Inclusion of the Q-matrix in the general linear model resulted in a 19% decrease in the number of significant associations at P < 0.05 (Table 2, Figure 1), presumably due to adjusted significance of associations where structure was detected. Genetic differentiation (FST) across the three provenances for individual SNPs ranged between 0.01 and 36.86%, with a number of outliers suggested from the FST histogram (Table 3, Figure S4). The average differentiation among SNPs that dropped out after adjusting for structure was higher (10%) than that in the remaining loci (4%) (ANOVA P = 0.0004).

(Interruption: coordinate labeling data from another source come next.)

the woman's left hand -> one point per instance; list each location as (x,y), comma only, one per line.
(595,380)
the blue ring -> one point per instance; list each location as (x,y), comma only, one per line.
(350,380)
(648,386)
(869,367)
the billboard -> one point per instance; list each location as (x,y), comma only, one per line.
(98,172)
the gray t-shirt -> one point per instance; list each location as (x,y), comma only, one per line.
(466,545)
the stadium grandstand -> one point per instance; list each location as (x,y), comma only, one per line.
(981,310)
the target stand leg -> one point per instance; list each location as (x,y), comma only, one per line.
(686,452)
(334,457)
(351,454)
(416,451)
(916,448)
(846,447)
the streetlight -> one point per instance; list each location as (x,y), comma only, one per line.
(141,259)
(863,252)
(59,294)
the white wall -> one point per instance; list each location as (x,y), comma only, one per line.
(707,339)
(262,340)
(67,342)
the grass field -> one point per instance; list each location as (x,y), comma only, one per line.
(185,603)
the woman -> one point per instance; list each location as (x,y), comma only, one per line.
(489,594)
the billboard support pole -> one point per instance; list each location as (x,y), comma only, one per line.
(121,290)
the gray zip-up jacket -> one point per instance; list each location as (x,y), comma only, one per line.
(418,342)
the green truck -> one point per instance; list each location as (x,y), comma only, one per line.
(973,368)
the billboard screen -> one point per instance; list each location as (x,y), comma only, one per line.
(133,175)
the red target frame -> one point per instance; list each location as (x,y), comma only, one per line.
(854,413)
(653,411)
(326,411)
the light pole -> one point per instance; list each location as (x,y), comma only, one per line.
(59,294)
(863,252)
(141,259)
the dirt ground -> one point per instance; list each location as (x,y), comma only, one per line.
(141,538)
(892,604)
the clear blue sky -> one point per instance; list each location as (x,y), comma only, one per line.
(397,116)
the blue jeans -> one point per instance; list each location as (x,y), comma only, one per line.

Six SNPs (2, 57, 61, 64, 113, and 133) in the former class retained one or more significant associations, two of which were shortlisted in Table 3. It is possible that the Q-matrix was unable to sufficiently adjust for strong allelic structure in these cases. To explore the validity of these associations we examined the outcome of the model when SNPs were tested in isolation from structure (within populations). Despite small population sizes (n = 82–210), associations for most SNPs in Table 3 remained significant (P ∼ 0.05), including all of the “structured” SNP associations, in one or more of the three populations. This suggests that divergent allele frequencies may have arisen due to population-dependent selection for the trait of interest.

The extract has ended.